A: You may want to consider the services of a credit counselor. Many credit counseling organizations are nonprofit and work with you to solve your financial problems. But beware — just because an organization says it is "nonprofit" doesn't guarantee that its services are free or affordable. Reputable credit counseling organizations advise you on managing your money and debts, help you develop a budget, and usually offer free educational materials and workshops. Their counselors are certified and trained in the areas of consumer credit, money and debt management, and budgeting. Counselors discuss your entire financial situation with you, and help you develop a personalized plan to solve your money problems. Some questions to ask to help you find the best counselor for you can be found in the Federal Trade Commission’s Facts for Consumers on Fiscal Fitness.

What is a microloan?

A: Microloans are loans made to small and home-based businesses which are unable to obtain loans through regular channels (banks and investors).
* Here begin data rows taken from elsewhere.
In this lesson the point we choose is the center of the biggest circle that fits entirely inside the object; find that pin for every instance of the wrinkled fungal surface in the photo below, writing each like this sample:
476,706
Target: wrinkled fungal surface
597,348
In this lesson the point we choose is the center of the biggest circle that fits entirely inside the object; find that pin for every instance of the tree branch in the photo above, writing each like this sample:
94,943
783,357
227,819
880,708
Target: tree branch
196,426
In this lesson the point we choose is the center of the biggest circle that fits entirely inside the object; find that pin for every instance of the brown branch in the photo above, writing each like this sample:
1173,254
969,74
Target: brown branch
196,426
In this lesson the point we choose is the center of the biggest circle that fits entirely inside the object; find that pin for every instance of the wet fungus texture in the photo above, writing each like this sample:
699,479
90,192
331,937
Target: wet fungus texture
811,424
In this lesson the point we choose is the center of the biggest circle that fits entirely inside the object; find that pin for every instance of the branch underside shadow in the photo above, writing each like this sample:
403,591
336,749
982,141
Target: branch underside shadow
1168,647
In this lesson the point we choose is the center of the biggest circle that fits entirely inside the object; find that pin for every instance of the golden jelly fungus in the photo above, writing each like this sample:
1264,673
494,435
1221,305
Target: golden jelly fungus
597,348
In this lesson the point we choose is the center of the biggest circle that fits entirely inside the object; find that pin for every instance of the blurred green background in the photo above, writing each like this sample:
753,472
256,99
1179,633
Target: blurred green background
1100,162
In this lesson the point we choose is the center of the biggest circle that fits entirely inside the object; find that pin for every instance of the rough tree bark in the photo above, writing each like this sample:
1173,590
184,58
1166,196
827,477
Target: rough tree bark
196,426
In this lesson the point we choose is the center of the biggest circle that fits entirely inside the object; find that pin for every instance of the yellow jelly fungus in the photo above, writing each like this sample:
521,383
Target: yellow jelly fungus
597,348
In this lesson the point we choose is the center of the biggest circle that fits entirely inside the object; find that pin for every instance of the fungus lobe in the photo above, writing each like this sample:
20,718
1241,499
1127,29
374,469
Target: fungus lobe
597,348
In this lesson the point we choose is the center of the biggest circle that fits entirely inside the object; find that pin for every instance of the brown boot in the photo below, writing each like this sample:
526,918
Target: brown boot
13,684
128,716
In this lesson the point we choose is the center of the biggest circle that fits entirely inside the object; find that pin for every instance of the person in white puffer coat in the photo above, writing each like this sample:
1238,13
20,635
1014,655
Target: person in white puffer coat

Microloans generally range from a few hundred dollars to $40,000, and often are funded in part by the SBA. Economic Development Corporations and Community Development Corporations make most of Maine’s Microloans; your Maine SBDC counselor can help you find a microloan lender.

What are Revolving Loan Funds?

A: A Revolving Loan Fund (RLF) Loan Program is a local economic development program designed to assist area businesses by providing "gap" financing for new business start-up, expansion or retention projects. Gap financing is typically subordinated financing that can be thought of in terms of the "short fall" in equity portion of total project funding required. Through an RLF Loan Program, regional economic development corporations work directly with a local business, its bank lender and community/economic development organization to design a financing package that meets the RLF program guidelines and needs of the business. Many RLF programs in Maine are funded in part by FAME.

How can I get a grant to start or expand my business?

A: Unless your business involves the development of new technology or is a non-profit organization, 99.9% of the time you will be wasting your time looking for a grant.

Will the Maine SBDC lend me money?

A: The Maine SBDC does not have any money to loan but your Maine SBDC Business Counselor will suggest appropriate sources for financing based on your business needs and personal situation.